Latino Voices

Latino Single Dads Set Machismo Culture Aside To Become More Involved Fathers


The number of children in the United States living in single-parent homes has nearly doubled in the last 50 years, according to Mothers are granted primary custody most often, but that is slowly changing. Single dads are taking on a more active parenting role and want more time with their children.

Traditionally, a father’s main duty after divorce is to provide for his children, see them some weekends, and little more. Luckily, there is a new trend in parenting after divorce: fathers are becoming more involved. It seems they want more than just to steal a few hours here and there with their kids, and that is simply wonderful.

The single Hispanic dad is changing with the times. The “machismo” prevalent for years is waning, and since divorce is more widespread than ever, many single Hispanic dads are now fighting to gain more custody of their children. They miss their kids and want to be more involved, as hard as it might be to juggle work and parenting.

I talked to some single Hispanic dads who told me their concerns about being single fathers. They said that their priority was their kids’ well-being, and they often emphasized the importance of avoiding fights with their ex as well as trying to be more in-tune with their children’s needs.

What a single Hispanic dad goes through for his children

Julio has a 5 year-old, and, as a single parent, his main concern is to minimize the impact shared custody encompasses. He tries to identify how to meet his child’s needs so that his boy suffers the least amount of trauma from the separation.

He says he probably worries too much, but he tries to make sure both parents are on the same page when it comes to raising their child. They try to keep the same rules, schedules and lifestyle to ensure his little boy transitions smoothly between homes.

What he finds challenging is to not be overprotective or to give his child too much attention; thereby smothering him and possibly spoiling him due to his own insecurities.

Julio acknowledges that although machismo has been a big part of the society around him, this model is changing. Fathers are trying to break those molds and are becoming as intensely involved as mothers in their children’s upbringing. This is not an easy task since men tend to be less emotionally connected.

For Julio, it gets even more complicated because he gets no help from his family since they either live overseas or have their own lives to tend to. His ex-wife travels a lot for business, so he has to adjust to her schedule constantly, which he does willingly for the sake of their child. He also works, and there are times when he has his child for 24 hours a day, 5 days straight, and he has to manage as best he can.

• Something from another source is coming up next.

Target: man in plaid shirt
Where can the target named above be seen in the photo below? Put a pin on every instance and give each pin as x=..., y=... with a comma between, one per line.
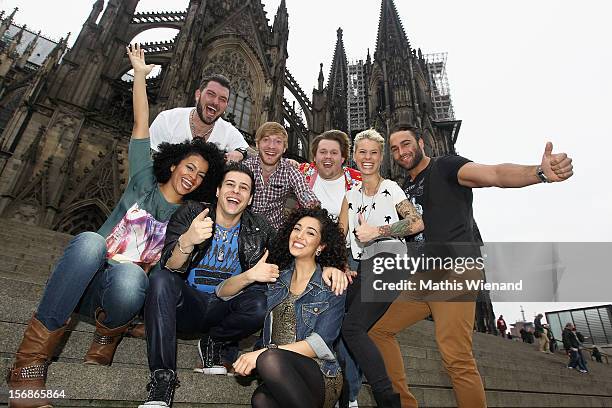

Single dads embrace their roles

In the U.S., small groups of single dads are uniting in online forums and meetups for support. These organizations inform and support fathers with court proceedings and parenting issues. Unfortunately, some women seek to benefit from divorce, guided by the old tradition that moms have all the rights to seek sole custody, and — since the law is in their favor — they try to unfairly get the most they can financially, as alimony from their ex-husband.

Julio and other single dads are more than happy to change with the times and become as emotionally and physically involved in parenting as mothers have been historically. This is progress.

Another Cuban single father I spoke to said he’d like to spend more time with his kids, but due to his ever-changing schedule, he is limited. He is thinking of changing jobs, just to spend more time with his children.

Matthew Weinshenker, Assistant Professor of Sociology at Fordham University, answered questions in the Style section of The New York Times about the single dad trend. He explains that the culture has changed, and fathers are now encouraged to be more involved in their children’s lives:

More men are interested in raising their children as best they can in the event of a divorce or the breakup. Today, family courts, which didn’t often grant custody to fathers in the past, are more willing to consider a single father as a primary parent. They may even award full custody to the father.

Times are changing, and for that we are glad. My own father did it years ago and people were shocked to see a single father raising his children alone. Divorce was seen as shameful, and a father taking his girls was unthinkable. He was ahead of his time, a trendsetter for future single Hispanic dads, and for that, I am incredibly proud.